In Edinburgh there are 2,773 people on the local authority allotment waiting list, each with a predicted wait of four to nine years.
The number of residents waiting for a council allotment in Aberdeen is 279. They will have to hold on for between one and three years for a plot, rising to between four and seven years for some, the party said.
In Dundee 340 people are on the waiting list for a local authority allotment.
The figures were disclosed in response to freedom of information requests by Green MSP Alison Johnstone to local authorities covering Scotland's seven cities.
Glasgow City Council said it does not have its own waiting lists and Highland Council did not respond to the request, the party said.
Perth and Kinross Council replied that it does not have any allotments and Stirling Council has only one site which has no waiting list.
Ms Johnstone, MSP for Lothian and food spokeswoman for the Greens, also highlighted official statistics showing that almost a third (30.9%) of Scotland's population lived within 500 metres of a derelict site last year.
"These figures suggest Scotland needs right-to-grow legislation in the same way we have seen community groups being given the right to buy land that comes up for sale," she said.
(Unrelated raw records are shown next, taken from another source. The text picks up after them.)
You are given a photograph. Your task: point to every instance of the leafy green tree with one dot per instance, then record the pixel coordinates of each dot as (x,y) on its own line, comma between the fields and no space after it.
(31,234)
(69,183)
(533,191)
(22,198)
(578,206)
"I will be looking for opportunities in the forthcoming Community Empowerment Bill to give control to the increasing numbers of people looking to grow their own food because the demand is there, the land is there and the benefits are obvious."
Rural Affairs Secretary Richard Lochhead said: "Growing your own food is continuing to grow in popularity and allotments provide a range of benefits such as an opportunity to learn new skills, an understanding of where our food comes from and better health.
"We consulted earlier this year on plans to simplify Scotland's allotment rules, including using unused and underused assets. We are currently considering what changes could be made to the existing legislation and will set out our proposals in the coming weeks."